Toeplitz matrix–vector products are used in many digital signal processing applications. Direct methods for calculating such products require N2 multiplications and N(N−1) additions, where N denotes the order of the Toeplitz matrix. In the case of large matrices, this operation becomes especially time intensive. However, matrix–vector products with small-order Toeplitz matrices are of particular interest because small matrices often serve as kernels in modern digital signal processing algorithms. Perhaps reducing the number of arithmetic operations when calculating matrix–vector products in the case of small Toeplitz matrices gives less effect than of large ones, but this problem exists, and it needs to be solved.

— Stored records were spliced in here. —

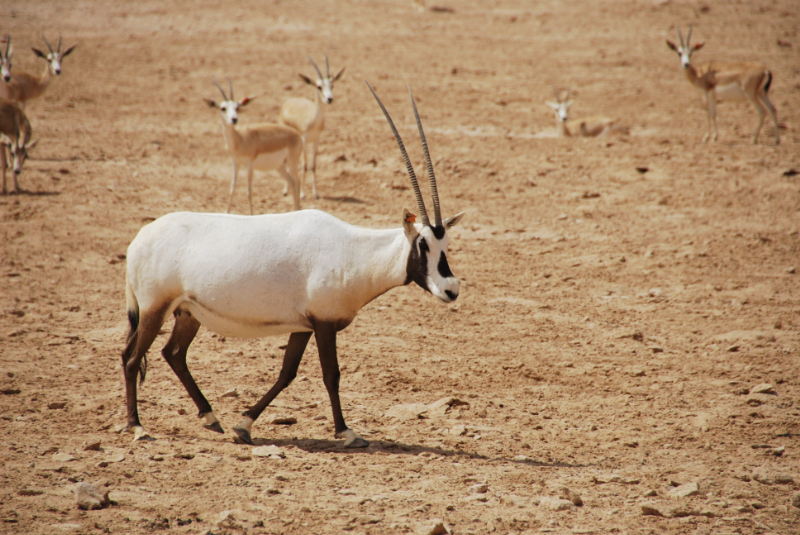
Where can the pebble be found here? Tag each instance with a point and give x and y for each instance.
(89, 496)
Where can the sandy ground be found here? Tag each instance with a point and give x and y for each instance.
(612, 327)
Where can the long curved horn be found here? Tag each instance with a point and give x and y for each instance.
(315, 66)
(224, 96)
(47, 43)
(437, 214)
(422, 212)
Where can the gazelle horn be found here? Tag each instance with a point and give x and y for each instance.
(437, 214)
(420, 204)
(315, 66)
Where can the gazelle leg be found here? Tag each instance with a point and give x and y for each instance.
(250, 185)
(325, 334)
(233, 185)
(174, 353)
(291, 361)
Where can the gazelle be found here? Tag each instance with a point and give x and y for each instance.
(308, 117)
(296, 273)
(265, 146)
(727, 81)
(16, 133)
(22, 86)
(587, 127)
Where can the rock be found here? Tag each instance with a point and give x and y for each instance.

The traditional way to calculate such products is to use the fast Fourier transform algorithm. However, in the case of small-order matrices, it is advisable to use direct factorization of Toeplitz matrices, which leads to a reduction in arithmetic complexity. In this paper, we propose a set of reduced-complexity algorithms for calculating matrix–vector products with Toeplitz matrices of order N=3,4,5,6,7,8,9. The main emphasis will be on reducing multiplicative complexity since multiplication in most cases is more time-consuming than addition. This paper also provides assessments of the implementation of the developed algorithms on FPGAs.